The reason Maïwenn wanted to make such a strong impression of modern decency is made clear through an early line in the narration (voiced by Stanislas Stanic): “What good is innocence when others have guilty desires?” Jeanne’s entire life (as that of Maïwenn’s) was shaped by the decisions of men made before Jeanne was old enough to properly understand. But society grants the power to the men with the guilty desires, and not to the women whose bodies and minds are permanently shaped by them. It’s neither fair, nor right, but it’s how it is. Maïwenn understands this in her core, and has the sense to make the king be almost beside the point; the journey here is Jeanne’s, and her struggles are the film’s. Maïwenn is outstanding, there’s simply no other word for it; it’s an incredible marriage of both acting and directing skill along with world-beating charm. Mr Depp looks nearly embalmed, but he hardly needs to do anything else. There’s a ferocious scene where he confronts his daughters, who have been encouraging Marie-Antoinette (Pauline Pollmann) to blank Jeanne at court, where they stammer in fear as he walks around the room, glowering ferociously at each of them in turn and saying absolutely nothing at all. Is it right? Is it fair? But he is the man with the power, and there is nothing they can do to about it.

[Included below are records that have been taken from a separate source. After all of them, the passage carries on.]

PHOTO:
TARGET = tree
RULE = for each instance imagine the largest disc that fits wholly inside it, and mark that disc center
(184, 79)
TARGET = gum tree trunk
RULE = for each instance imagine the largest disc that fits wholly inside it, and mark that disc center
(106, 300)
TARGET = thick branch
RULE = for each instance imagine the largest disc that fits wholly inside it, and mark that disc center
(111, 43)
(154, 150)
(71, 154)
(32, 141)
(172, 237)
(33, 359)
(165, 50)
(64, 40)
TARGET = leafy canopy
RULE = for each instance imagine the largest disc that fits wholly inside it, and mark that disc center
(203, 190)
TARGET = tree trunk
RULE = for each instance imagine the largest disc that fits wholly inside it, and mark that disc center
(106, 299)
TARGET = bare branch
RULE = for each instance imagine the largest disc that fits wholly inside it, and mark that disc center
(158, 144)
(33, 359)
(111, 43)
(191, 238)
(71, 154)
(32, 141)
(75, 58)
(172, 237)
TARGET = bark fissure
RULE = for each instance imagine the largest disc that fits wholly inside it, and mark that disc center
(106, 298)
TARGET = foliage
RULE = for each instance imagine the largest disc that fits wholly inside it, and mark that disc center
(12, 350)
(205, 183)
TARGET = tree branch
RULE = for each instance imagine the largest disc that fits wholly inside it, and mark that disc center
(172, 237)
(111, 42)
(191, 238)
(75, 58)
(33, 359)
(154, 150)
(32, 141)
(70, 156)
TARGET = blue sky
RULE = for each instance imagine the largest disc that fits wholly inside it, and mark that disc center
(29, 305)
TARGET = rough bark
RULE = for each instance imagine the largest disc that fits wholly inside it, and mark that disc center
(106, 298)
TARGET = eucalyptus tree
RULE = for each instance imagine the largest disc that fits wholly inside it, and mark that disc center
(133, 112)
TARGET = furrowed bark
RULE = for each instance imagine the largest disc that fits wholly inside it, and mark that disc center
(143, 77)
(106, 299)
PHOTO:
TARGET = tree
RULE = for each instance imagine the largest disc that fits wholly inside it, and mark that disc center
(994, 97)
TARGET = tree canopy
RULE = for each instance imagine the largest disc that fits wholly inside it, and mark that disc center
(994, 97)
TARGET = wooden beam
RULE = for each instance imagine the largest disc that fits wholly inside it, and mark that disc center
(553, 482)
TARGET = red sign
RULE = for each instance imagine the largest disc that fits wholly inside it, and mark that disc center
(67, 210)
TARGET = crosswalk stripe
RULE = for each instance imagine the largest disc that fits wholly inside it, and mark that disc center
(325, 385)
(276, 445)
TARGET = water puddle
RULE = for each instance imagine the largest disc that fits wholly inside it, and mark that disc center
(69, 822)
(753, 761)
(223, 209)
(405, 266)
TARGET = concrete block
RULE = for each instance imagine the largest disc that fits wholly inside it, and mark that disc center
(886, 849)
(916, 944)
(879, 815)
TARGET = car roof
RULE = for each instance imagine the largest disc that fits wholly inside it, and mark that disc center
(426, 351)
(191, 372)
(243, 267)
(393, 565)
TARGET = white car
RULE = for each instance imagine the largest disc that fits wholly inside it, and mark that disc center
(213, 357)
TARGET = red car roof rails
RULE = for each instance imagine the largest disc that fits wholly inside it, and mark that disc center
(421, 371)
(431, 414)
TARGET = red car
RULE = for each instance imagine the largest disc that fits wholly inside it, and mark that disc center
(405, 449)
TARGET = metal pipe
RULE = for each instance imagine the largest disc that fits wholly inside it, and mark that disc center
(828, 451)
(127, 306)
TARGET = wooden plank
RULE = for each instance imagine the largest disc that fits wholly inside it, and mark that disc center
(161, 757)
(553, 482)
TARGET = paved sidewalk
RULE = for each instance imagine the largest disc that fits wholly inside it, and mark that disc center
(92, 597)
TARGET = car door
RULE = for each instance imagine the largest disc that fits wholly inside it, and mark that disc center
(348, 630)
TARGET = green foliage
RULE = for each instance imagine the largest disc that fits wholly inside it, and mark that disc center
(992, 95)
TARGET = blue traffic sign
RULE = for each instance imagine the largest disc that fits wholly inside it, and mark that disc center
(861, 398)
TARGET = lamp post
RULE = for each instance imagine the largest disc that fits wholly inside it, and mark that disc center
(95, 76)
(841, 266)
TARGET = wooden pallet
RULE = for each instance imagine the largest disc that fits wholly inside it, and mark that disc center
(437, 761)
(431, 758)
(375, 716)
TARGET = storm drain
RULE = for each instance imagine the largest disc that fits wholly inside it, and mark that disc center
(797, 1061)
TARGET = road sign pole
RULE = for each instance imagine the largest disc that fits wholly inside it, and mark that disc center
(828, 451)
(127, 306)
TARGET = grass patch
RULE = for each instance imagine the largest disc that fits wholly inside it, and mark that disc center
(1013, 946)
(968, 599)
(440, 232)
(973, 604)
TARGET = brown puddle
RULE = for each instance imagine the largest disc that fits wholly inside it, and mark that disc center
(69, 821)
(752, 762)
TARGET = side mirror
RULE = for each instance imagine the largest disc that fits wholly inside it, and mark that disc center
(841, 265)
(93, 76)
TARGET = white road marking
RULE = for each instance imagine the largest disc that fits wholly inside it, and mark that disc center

This is the great question about power, isn’t it – the price you have to pay to get it, and whether that price once paid makes you someone worthy of that power after all. The Cannes Film Festival, which is almost a modern-day replica of Versailles with its hierarchies, social climbing and unshakable faith in its own importance, is a perfect home for this film. However, as the French revolution permanently changed how France accepts the power of others, change is coming in the movie world too. This is one of the first movies to toy explicitly with that post-#MeToo dynamic, and that means it’s worth seeing regardless of your opinion of the players involved. But what will be remembered is the scene where Jeanne crawls across a table in a white dress, eating the desserts of others off her fingers while they move the candles out of her way and laugh at her for having such an obvious good time. It’s the scene where La Borde translates the medical jargon of the gynaecologists for Jeanne and realizes she’s not afraid, either of him or of meeting the king. And it’s the scene where Jeanne bursts into a conference room, heedlessly interrupting a meeting of state with such incredible happiness that even her enemies must acknowledge it. In a hundred years’ time things will certainly be different, and the art will have separated from the artists. Perhaps by then we’ll have an even better understanding of what power can do and how it shapes our stories. In the meantime “Jeanne du Barry” remains superb food for thought.